## Latent Dirichlet Allocation
16 March 2017
## Outline
1. Introducing the LDA model
2. Deriving collapsed gibbs sampler
3. Results
4. Discussion
## LDA Model and Motivation
1. Introduced by David Blei, Andrew Ng, Michael Jordan in 2002
2. Topic modeling, usually with text documents
3. Useful to get a sense for which things "occur together"
## LDA Model
Consider each "document" as an unordered dictionary mapping each word to
the number of times it occured in that document.
1. Each "topic" is distribution over all possible words.
2. A document is then represented as a distribution over topics.
3. We can optionally learn the marginal distribution of topics.
## LDA Generative Model
1. Pick a distribution over topics.
2. For each word, randomly select a topic according to that distribution.
3. Then randomly select a word according to the topic distribution over words.
## Statistical Model
- $t_d$ is the distribution over topics in document d.
- $w_t$ is the distribution over words for topic t.
- $z_i$ is the latent topic from which word i is drawn.
- $y_i$ is word i.
$$ t_d \sim Dirichlet(\bf{\theta_2})$$
$$ w_t \sim Dirichlet(\bf{\theta_1})$$
$$ z_i \sim Categorical(t_d)$$
$$ y_i \sim Categorical(w_z)$$
## Gibbs sampling
- The likelihood is then given by:
$$ \prod_d p(t_d) \prod_t p(w_t) \prod_i p(z_i | t_d) p(y_i | w_t, z_i) $$
## Collapsed Gibbs Sampling
- We only care about $z_i$.
- $t_d$ and $w_t$ can be recovered from all the $z_i$s.
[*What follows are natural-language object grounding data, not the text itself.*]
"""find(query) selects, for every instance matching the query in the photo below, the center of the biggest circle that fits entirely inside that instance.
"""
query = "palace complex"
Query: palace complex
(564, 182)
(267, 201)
- i.e. If you know all the latent states, you know the overall proportion
of states.
- We can therefore marginalize out $t_d$ and $w_d$.
## Collapsed Gibbs Sampling
- This considerably simplifies sampling
- We start with random topic allocations
- Then update each topic based on those allocations.
- Finally, we sample the allocations based on those updated distributions.
- Repeat.
## Code
Let's look at the
[reproducible analysis](https://github.com/bayes1/neuralnetwork-project/blob/master/LDA.ipynb)
## Results
Example topics (named by hand)
|Family|War|RomCom|
|---|---|---|
|love|war|love|
|life|men|comedy|
|story|world|characters|
|woman|american|romantic|
|wife|battle|together|
|husband|country|humor|
|man|government|women|
## Discussion
- Works better on some data sets than others
- Tried first on inaugruation addresses, but they're all about the same thing
- Works in other contexts as well, especially data that fits the 'bag of
words' model (i.e. order is not important)
- Example: finding "topics" of car models in different areas in U.S.
## Discussion: Extensions
- Put a dirichlet process prior on the number of topics
- Incorporate a notion of ordering with an HMM